Рэйко обрадовалась, когда на следующий день муж рассказал ей о выборах, которые намечались в лагере, — требовалось выбрать общественный совет. Голосовать имели право все обитатели лагеря старше восемнадцати лет. Впервые в жизни в США иссей участвовали в выборах. Как уроженцы Японии, до сих пор они были лишены такого права. Но немного погодя Такео пришел в ярость, узнав, что администрация лагеря разрешила занимать места в совете только нисей и сансей. Сами нисей и сансей не возражали, довольные возможностью получить власть. Таку вновь стало казаться, что люди, родившиеся в Японии, не нужны нигде и никому — ни американцам, ни даже своим сородичам. Для них нигде не находилось места.
— Не воспринимай это так болезненно, — посоветовала ему Рэйко. — Молодежи не терпится взяться за дело.
Но Такео чувствовал себя оплеванным, и Рэйко не знала, чем смягчить его боль. Муж стал молчаливее прежнего, любого пустяка хватало, чтобы вызвать у него уныние.
Рэйко не поделилась своей тревогой даже с Хироко, когда они работали бок о бок в лазарете.
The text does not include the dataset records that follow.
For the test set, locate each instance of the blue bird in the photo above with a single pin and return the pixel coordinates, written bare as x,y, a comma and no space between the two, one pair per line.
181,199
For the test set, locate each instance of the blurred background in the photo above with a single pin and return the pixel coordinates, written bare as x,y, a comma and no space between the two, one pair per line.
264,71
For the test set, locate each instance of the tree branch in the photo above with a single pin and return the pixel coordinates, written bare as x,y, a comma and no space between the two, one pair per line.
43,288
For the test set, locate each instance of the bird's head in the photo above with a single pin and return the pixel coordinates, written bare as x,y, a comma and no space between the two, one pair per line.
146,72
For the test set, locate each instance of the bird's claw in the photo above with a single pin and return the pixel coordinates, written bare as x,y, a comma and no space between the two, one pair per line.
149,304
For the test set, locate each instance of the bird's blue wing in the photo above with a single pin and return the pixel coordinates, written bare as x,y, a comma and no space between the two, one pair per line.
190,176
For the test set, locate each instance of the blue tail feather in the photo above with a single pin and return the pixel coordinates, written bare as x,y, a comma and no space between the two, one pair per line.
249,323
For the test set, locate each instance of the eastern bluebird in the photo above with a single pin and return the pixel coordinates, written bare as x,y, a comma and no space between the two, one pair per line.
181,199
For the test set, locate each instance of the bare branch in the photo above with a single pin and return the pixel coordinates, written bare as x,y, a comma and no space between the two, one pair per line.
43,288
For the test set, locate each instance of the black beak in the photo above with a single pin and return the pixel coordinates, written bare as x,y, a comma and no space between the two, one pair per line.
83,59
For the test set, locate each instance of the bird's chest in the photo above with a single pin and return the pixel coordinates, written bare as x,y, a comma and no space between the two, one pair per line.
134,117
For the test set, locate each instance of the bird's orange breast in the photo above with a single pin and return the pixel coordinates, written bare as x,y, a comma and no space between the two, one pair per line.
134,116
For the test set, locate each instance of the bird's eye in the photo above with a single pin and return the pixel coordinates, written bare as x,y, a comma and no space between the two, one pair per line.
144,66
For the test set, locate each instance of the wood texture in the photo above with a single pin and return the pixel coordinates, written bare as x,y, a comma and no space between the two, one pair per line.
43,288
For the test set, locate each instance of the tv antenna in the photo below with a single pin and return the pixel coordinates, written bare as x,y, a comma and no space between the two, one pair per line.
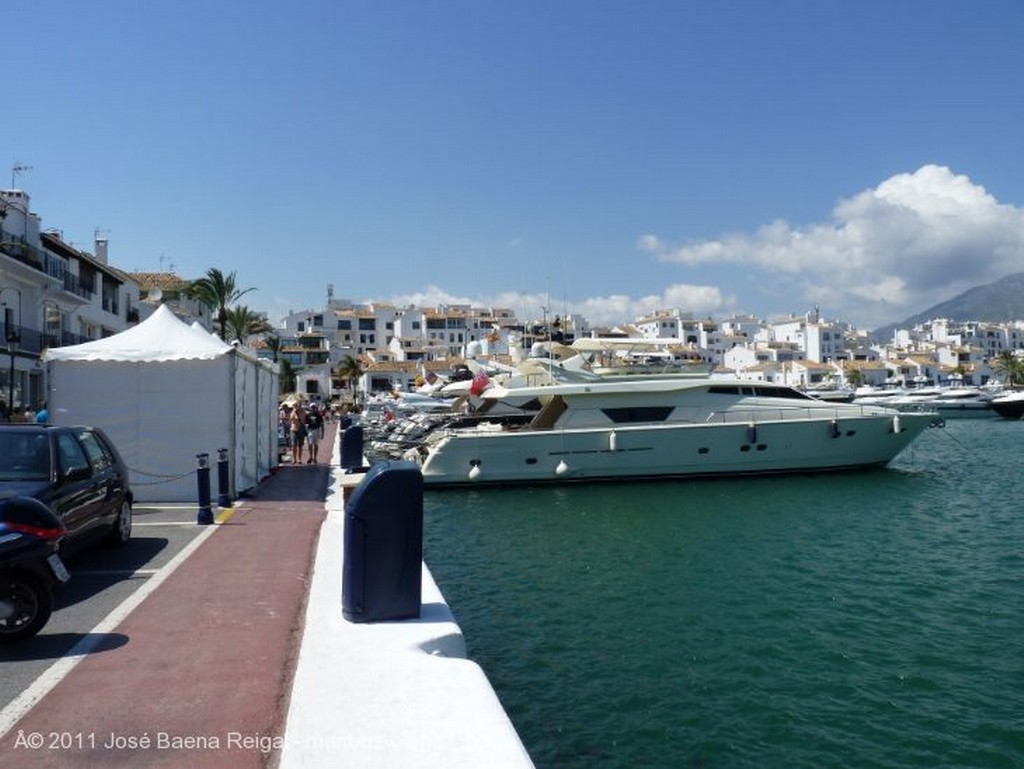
16,170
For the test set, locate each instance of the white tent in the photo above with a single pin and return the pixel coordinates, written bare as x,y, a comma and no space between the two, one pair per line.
166,392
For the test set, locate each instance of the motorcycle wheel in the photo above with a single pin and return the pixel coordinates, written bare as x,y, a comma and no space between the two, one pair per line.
26,605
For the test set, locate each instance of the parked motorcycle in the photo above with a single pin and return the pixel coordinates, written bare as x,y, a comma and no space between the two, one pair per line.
30,566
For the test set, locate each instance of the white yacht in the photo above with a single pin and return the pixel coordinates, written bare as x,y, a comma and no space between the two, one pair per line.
626,428
1010,404
950,402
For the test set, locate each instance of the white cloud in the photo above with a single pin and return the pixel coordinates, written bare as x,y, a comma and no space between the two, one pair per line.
889,252
911,242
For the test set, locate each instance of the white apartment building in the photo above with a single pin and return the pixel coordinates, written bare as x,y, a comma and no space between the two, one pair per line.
52,294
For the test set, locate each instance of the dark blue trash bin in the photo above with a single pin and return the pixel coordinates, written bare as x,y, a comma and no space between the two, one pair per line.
382,572
351,447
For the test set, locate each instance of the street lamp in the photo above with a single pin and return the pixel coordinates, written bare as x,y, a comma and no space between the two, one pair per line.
12,337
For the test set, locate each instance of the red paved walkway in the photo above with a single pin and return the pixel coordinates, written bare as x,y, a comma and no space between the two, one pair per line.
205,675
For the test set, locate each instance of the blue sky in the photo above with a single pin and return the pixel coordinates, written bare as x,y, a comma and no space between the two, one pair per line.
607,157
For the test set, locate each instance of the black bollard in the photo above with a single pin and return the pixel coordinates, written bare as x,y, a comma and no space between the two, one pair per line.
203,481
351,447
383,545
223,493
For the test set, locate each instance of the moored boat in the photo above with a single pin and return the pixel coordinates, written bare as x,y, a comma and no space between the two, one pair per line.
622,428
1010,404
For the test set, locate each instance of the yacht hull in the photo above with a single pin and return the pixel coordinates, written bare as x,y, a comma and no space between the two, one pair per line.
675,450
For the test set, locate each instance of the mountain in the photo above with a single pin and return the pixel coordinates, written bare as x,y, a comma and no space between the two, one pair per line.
999,301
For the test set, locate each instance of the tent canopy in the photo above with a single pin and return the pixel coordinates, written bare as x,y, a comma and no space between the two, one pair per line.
166,392
161,337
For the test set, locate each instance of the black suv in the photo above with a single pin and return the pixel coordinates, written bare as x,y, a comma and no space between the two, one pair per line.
76,471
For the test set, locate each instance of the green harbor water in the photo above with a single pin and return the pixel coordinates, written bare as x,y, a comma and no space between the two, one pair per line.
860,620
Хироко уже освоилась с работой, а в понедельник после Дня благодарения буквально засияла: получила весточку от Питера. Письмо искало адресата несколько недель, оно было черным от помарок цензоров. Хироко не представляла себе, о чем писал ей Питер. Все, что ей удалось узнать из письма, — что он находился в Оране, служил в части, которая сражалась с армией Роммеля. Питер ужасно скучал о Хироко и сообщал, что получил ее письма. Письма же самого Питера были переправлены на озеро Тьюл из Танфорана: Хироко уже давным-давно сообщила в письме свой новый адрес, но, очевидно, Питер еще не успел узнать об этом. Несколько дней после получения письма Хироко непрестанно улыбалась и работала с удвоенным рвением.
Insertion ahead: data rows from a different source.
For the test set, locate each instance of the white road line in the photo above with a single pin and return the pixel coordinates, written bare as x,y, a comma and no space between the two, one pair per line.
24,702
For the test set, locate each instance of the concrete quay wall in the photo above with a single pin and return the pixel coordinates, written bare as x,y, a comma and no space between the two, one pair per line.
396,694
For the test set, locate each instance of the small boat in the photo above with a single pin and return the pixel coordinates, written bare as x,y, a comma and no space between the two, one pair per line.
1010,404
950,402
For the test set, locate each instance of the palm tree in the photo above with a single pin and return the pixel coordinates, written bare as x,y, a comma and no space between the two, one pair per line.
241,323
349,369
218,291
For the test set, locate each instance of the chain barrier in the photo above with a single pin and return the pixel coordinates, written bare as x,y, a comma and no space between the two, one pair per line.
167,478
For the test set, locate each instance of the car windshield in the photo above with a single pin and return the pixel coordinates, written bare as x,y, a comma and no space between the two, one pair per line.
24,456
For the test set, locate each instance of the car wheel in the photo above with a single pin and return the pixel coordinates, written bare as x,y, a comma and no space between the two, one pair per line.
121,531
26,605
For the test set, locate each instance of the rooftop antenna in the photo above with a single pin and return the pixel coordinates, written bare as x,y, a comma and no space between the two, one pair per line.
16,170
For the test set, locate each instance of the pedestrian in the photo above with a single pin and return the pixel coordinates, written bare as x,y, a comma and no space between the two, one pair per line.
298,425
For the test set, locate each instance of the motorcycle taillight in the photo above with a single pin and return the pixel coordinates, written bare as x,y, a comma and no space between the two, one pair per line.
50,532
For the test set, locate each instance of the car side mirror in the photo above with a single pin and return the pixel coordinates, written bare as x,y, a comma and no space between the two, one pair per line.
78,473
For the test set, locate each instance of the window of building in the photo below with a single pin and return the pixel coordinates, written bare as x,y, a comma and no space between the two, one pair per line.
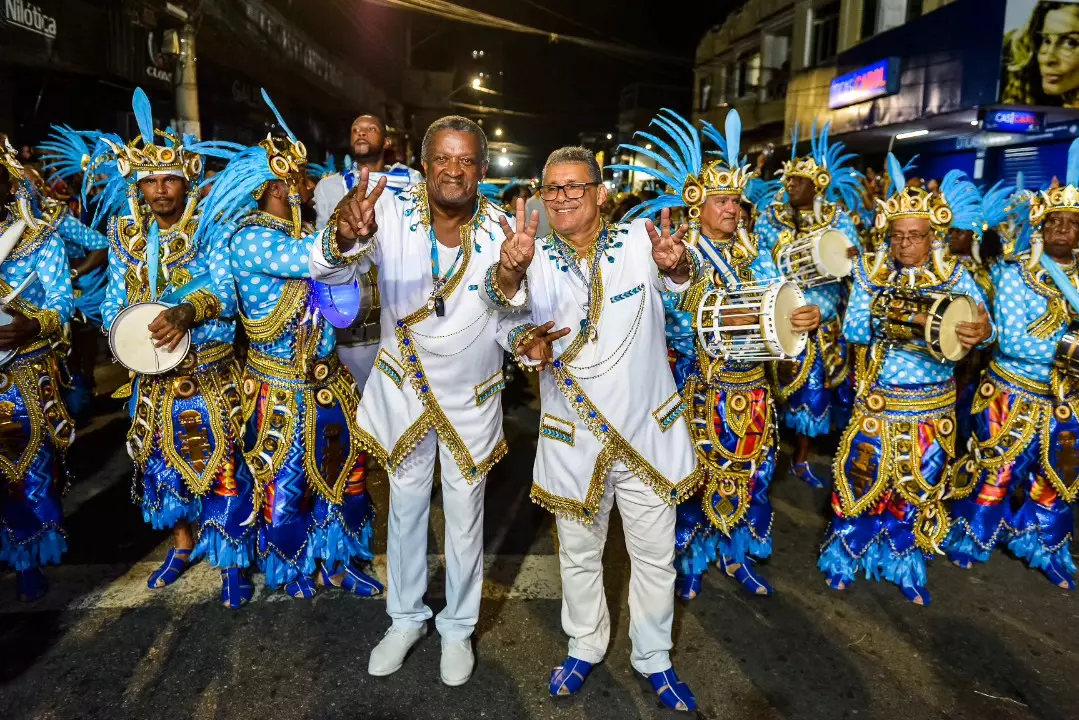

В первую неделю декабря, когда температура упала ниже нуля, в лагере вспыхнул грипп. За ним последовали несколько случаев пневмонии, двое стариков умерли, и их смерть потрясла Хироко. Она старалась помочь им выжить — читала по-японски, умывала их, укутывала одеялами и беседовала.
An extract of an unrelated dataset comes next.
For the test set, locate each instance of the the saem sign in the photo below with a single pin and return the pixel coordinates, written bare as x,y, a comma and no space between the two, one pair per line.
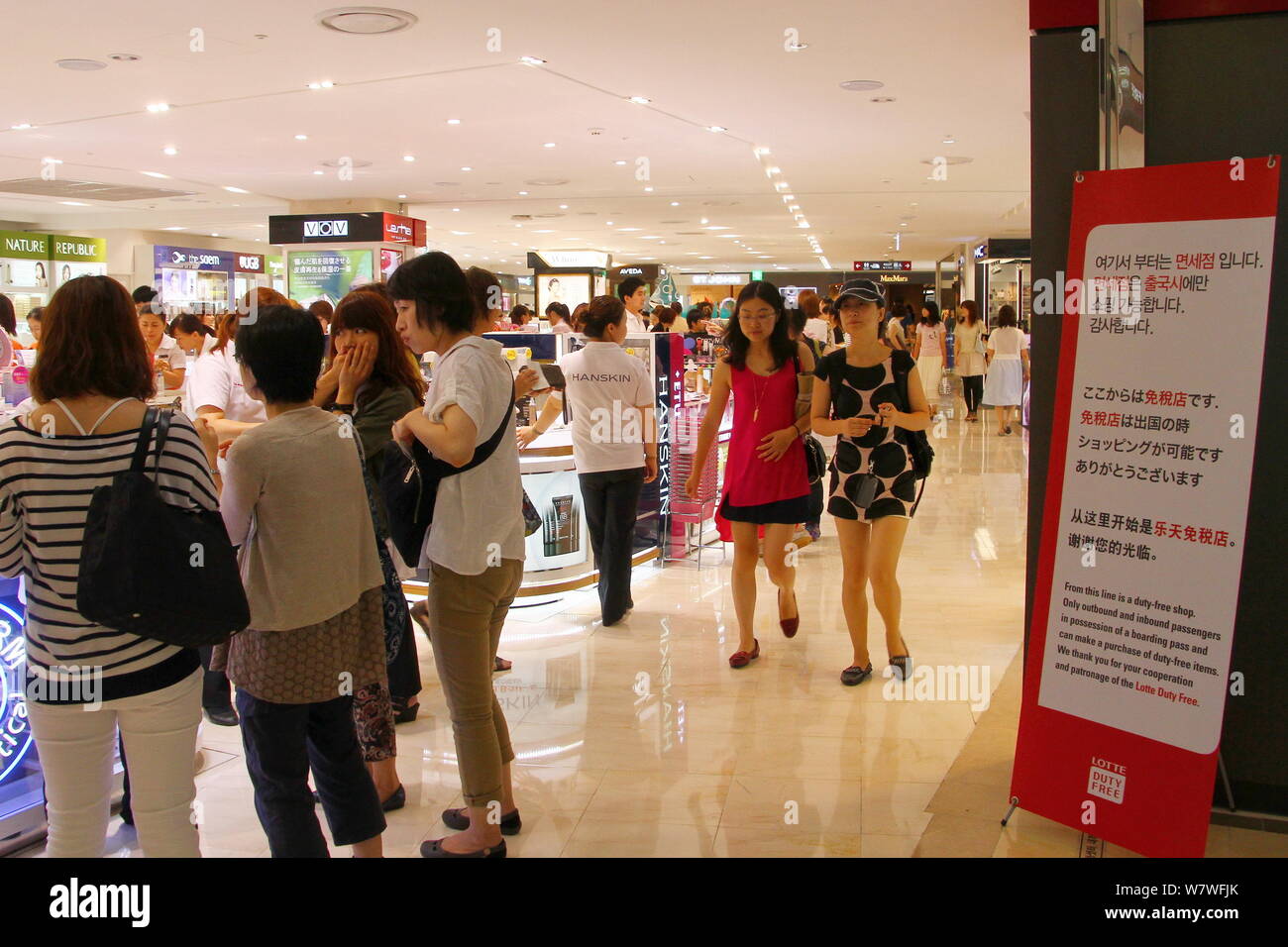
326,228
Но случаи были безнадежные. Хироко еще сильнее встревожилась, когда кризис начался еще у одной пациентки, девочки, подружки Тами.
Врачи были уверены, что она не выживет, но Хироко без устали ухаживала за ней, отказываясь уйти домой. Хироко казалось, что она заботится о Тами. Рэйко наблюдала, как она стремится поддержать в ребенке жизнь. Мать девочки сидела рядом и рыдала. Хироко не отлучалась от кровати малышки три дня, и наконец жар спал, а врачи сказали, что больная поправится.
Хироко чуть не заплакала от радости, услышав эту новость. Она так устала, что едва держалась на ногах, — за три дня она ни разу не успела поесть, хотя Рэйко приносила ей еду из столовой. Она спасла малышку, сделала то, что не смогли врачи без лекарств и инструментов. Это удалось Хироко лишь благодаря любви и решимости. Мать девочки со слезами поблагодарила ее, и Хироко ушла из лазарета. Она сделала два шага от двери, взглянула в зимнее небо, и вдруг все завертелось перед ее глазами.